# Power cable on a Gaggia Classic



## AdamMag (Aug 17, 2016)

Hey folks,

I got a Classic about a year ago (which I'm more than happy with) and it came with a European power plug and an adaptor for a British socket.

The problem is that the plug is increasingly temperamental - to the point that the slightest tap kills power to it - and I can even hear a crackling sound which suggests some dodgy connections inside.

I'm wondering if I can just replace the entire cord/flex with one that already has a British plug on the end - removing the need for an adaptor altogether... or will that cause voltage issues?
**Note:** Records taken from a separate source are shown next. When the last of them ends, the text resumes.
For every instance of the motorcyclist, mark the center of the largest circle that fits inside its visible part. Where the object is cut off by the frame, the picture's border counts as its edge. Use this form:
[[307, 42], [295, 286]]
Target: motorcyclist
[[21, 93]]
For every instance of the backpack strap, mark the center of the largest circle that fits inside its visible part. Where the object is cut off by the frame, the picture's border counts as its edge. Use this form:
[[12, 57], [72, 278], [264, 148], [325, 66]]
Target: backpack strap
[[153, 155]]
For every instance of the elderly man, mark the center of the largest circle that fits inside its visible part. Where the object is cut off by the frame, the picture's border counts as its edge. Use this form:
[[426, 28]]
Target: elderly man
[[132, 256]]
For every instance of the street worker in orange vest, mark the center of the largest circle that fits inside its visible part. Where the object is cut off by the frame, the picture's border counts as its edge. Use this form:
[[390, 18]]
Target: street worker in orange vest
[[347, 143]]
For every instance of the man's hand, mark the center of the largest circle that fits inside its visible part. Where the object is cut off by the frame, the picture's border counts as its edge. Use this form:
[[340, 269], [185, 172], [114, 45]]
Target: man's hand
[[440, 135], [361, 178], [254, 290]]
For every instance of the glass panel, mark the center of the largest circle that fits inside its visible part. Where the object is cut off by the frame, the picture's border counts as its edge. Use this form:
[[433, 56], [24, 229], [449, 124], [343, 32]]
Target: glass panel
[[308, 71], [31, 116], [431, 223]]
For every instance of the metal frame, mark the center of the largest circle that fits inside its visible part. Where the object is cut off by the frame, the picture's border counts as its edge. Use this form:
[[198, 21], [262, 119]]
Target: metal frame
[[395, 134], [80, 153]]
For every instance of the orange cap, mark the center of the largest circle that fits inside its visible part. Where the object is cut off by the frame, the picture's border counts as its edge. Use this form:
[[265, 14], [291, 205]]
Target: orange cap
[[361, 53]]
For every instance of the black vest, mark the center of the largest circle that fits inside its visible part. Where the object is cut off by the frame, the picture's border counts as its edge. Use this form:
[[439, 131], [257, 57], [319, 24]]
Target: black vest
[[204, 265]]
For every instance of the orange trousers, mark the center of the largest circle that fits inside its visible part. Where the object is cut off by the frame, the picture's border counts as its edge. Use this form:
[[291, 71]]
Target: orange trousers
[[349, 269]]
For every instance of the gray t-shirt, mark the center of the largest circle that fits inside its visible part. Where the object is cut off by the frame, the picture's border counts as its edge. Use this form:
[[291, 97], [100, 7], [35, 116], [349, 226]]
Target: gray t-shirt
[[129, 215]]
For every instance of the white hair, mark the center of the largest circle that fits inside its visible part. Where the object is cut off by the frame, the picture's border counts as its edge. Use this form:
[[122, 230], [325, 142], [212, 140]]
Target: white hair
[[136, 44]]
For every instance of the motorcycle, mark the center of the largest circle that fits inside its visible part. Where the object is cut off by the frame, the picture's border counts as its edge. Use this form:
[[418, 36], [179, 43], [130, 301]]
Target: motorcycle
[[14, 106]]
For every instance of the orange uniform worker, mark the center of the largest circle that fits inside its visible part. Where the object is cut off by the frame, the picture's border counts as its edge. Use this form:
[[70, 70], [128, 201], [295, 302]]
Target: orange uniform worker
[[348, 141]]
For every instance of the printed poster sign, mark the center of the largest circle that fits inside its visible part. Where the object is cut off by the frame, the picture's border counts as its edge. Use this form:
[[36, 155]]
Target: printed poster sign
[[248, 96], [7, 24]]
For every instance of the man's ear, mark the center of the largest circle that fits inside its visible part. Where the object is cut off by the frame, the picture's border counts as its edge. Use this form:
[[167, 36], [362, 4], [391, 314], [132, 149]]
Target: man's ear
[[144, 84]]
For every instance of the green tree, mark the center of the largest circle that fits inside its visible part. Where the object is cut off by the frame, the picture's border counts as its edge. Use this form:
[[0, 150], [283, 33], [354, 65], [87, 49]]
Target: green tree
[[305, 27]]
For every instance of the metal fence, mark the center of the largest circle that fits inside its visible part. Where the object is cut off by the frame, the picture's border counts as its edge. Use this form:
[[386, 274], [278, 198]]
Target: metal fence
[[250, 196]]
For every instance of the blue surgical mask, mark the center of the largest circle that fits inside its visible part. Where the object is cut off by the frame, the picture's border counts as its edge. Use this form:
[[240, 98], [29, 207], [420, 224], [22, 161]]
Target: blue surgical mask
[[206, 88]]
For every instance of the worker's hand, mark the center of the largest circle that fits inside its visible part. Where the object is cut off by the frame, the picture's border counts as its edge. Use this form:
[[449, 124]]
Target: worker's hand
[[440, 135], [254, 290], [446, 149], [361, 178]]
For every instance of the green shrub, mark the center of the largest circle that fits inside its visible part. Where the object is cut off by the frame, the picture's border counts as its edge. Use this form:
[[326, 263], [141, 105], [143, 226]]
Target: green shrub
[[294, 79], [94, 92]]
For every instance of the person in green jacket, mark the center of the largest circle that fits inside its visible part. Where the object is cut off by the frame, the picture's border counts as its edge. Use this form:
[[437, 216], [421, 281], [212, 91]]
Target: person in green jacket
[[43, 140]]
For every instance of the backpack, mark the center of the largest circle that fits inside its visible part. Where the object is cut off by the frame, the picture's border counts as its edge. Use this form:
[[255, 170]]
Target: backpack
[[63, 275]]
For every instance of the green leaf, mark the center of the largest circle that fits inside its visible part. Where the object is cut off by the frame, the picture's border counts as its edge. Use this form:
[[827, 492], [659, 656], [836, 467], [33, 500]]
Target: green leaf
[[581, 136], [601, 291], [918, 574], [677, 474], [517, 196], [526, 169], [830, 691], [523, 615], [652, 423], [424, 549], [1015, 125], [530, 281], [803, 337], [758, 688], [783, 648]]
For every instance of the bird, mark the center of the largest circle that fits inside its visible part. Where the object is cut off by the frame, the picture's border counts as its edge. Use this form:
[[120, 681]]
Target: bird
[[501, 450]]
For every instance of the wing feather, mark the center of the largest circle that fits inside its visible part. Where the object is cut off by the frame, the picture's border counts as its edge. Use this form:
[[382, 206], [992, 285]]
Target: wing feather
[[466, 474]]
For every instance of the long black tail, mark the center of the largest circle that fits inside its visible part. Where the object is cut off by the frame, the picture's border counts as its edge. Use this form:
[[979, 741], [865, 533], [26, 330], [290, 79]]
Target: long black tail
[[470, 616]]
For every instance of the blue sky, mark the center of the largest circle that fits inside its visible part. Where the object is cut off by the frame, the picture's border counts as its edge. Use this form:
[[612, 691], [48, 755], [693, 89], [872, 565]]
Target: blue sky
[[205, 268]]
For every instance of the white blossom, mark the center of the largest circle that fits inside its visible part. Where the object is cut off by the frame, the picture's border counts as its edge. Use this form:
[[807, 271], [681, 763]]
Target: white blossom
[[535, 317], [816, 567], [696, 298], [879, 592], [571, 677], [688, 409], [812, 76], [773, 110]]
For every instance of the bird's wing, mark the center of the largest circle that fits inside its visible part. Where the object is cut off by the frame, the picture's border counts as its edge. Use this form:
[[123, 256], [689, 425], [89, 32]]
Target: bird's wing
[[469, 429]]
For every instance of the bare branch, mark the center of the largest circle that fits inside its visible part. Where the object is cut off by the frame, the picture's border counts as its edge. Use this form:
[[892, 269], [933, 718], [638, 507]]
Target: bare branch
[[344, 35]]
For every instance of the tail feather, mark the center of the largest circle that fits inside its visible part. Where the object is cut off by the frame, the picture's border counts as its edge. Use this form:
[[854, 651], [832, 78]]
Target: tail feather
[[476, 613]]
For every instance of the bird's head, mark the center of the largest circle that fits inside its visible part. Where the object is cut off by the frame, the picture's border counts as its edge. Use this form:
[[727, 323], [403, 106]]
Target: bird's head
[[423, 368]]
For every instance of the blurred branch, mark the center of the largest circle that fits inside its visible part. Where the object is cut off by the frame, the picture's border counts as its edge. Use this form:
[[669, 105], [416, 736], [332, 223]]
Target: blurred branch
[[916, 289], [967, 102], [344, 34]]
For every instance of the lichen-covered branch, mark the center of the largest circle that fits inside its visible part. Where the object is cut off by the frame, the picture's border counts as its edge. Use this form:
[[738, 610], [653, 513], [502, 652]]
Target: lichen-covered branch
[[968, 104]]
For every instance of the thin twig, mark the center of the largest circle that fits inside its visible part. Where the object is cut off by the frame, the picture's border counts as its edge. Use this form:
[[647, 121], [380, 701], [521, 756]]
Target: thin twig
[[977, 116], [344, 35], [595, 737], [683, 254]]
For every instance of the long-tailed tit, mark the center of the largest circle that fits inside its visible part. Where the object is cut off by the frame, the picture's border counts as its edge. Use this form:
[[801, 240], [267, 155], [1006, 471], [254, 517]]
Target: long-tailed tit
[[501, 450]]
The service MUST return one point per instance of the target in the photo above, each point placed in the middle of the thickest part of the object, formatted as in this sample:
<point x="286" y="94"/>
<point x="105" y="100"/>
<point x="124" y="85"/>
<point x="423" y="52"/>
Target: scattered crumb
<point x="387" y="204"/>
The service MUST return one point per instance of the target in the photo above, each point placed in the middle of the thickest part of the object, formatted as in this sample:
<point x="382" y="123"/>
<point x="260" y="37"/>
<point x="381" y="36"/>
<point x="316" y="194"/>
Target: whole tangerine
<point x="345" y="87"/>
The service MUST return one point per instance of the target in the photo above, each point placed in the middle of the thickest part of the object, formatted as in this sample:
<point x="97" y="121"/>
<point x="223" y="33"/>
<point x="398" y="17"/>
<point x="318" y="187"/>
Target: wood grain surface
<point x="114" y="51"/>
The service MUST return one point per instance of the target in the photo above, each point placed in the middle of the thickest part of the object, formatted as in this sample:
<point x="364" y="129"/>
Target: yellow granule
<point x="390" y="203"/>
Am I better off just getting a new adaptor and seeing if that solves the problem?

Thanks for your help!


----------



## Pedro083 (Nov 16, 2011)

Europe has the same voltage as UK at 230v so just use a new lead


----------



## grumpydaddy (Oct 20, 2014)

Or just put a UK 13a plug on the end of the lead you have


----------



## GrahamS (Aug 27, 2015)

or use a kettle lead


----------



## jimbojohn55 (Jan 15, 2016)

or send an email to Philips explaining that adapted power leads do not meet uk legislation - anyone for a class action lawsuit







http://www.bbc.co.uk/news/uk-34402483


----------



## gaggiamanualservice.com (Dec 22, 2009)

They are a standard lead. Usually kettle one is ok. Or snip end off and fit UK plug.


----------



## AdamMag (Aug 17, 2016)

Thanks folks - I cut the end off and fitted a UK plug... I'm now having a separate (unrelated) issue with the machine but that's a topic for another thread!


----------